Für die sunnitische Terrormiliz Islamischer Staat im Irak und Syrien (Isis) ist die Grenze zwischen den beiden Staaten nicht existent. Denn auf beiden Seiten, in einem Kernland der Sunniten, soll das islamische Kalifat liegen, das Isis errichten will. Fast hundert Jahre nachdem Frankreich und England das zerfallende Osmanische Reich filetierten, bedrohen Bürgerkrieg, Glaubensstreit und nicht zuletzt politische Versäumnisse das zerbrechliche Gefüge des Nahen Ostens.

Bereits jetzt bilden sich dort neue De-facto-Staaten, wie jener von Isis, der quer durch das Zentrum des Nahen Ostens reichen soll. Die weitgehend autonomen Kurden wollen ohnehin ihren eigenen Staat im Norden des Iraks und womöglich einen weiteren im Nordosten Syriens, wo sie in den Wirren des Bürgerkriegs mittlerweile die Kontrolle übernommen haben.

Es bliebe ein Rumpfstaat Syrien rund um Damaskus, naheliegende Städte und die Mittelmeerküste, den Machtzentren von Präsident Baschar al-Assads Alawiten, einer Splittergruppe der Schiiten. Und ein schiitischer Irak rund um Bagdad und weiter im Süden.

"Die derzeitige Ordnung liegt in Trümmern"

"Die derzeitige Ordnung liegt in Trümmern", sagt Fawaz Gerges, Professor an der London School of Economics. Grund sei, dass die Regierungen der Region für die ethnischen und religiösen Differenzen keine Lösungen parat hätten. Die neuen Grenzen, die nun im Nahen Osten mit Waffengewalt durchgesetzt werden, werden wohl nie anerkannt werden, doch angesichts der schwachen Zentralregierungen dürfte das wenig Unterschied machen.

In den Jahrzehnten seit ihrer Unabhängigkeit haben arabische Regierungen die von Briten und Franzosen geschaffenen Staatenkonstrukte oft mit Hilfe autokratischer Herrschaft aufrechterhalten. Doch der Arabische Frühling hat in vielen Ländern die Karten neu gemischt. Die lange schwelende Feindschaft zwischen Sunniten und Schiiten, den rivalisierenden islamischen Glaubensgruppen, wurde etwa in Syrien bald zum bestimmenden Element des Bürgerkriegs. Und im Irak brach sie bereits in den Jahren nach dem Sturz Saddam Husseins offen hervor.

Der Traum vom sunnitischen Kalifat ist für Isis mit seinen jüngsten Eroberungen der Städte Mossul und Tikrit deutlich realistischer geworden. Die Gruppe kontrolliert bereits weite Teile Ostsyriens entlang dem Euphrat und vereinzelt auch Gebiete weiter im Westen Richtung Aleppo. In Rakka, der größten Stadt Syriens, die Isis kontrolliert, verlangen die Dschihadisten Steuern und setzten ihre strenge Version des islamischen Rechts, der Scharia, um.

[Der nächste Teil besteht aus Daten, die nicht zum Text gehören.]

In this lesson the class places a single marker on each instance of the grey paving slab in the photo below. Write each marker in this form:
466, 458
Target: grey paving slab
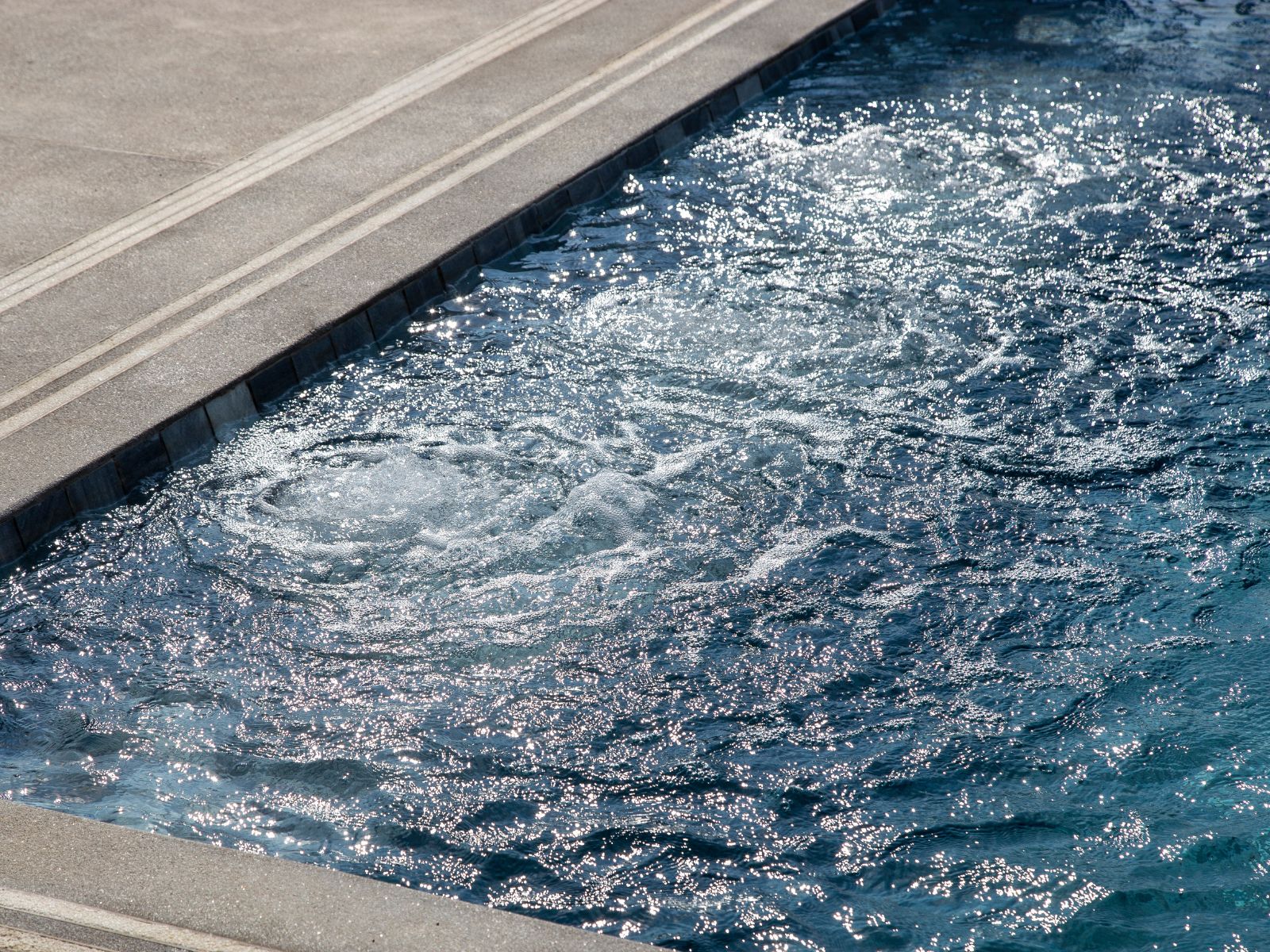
271, 904
56, 192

Historisch haben Rakka, Mossul und das darum liegende Nordmesopotamien - auch Dschasira genannt - mehr miteinander gemein als mit Südmesopotamien rund um Bagdad und Basra. Die Routen, über die Isis Waffen und Kämpfer über die Grenze schmuggelt, sind die selben Handelswege, die die ersten Städte in den Tälern des oberen Tigris und des Euphrat vor 5000 Jahren miteinander verbanden.

Angesichts des Vormarschs der Dschihadisten übernahmen die weitgehend autonomen Kurden im Nordirak auch die Kontrolle über die ethnisch gemischte Stadt Kirkuk, angeblich um sie zu verteidigen. Aber auch sie könnten sich durch das Chaos im Irak in ihrer Hoffnung auf einen eigenen unabhängigen Staat bestärkt sehen und die Stadt nicht mehr verlassen.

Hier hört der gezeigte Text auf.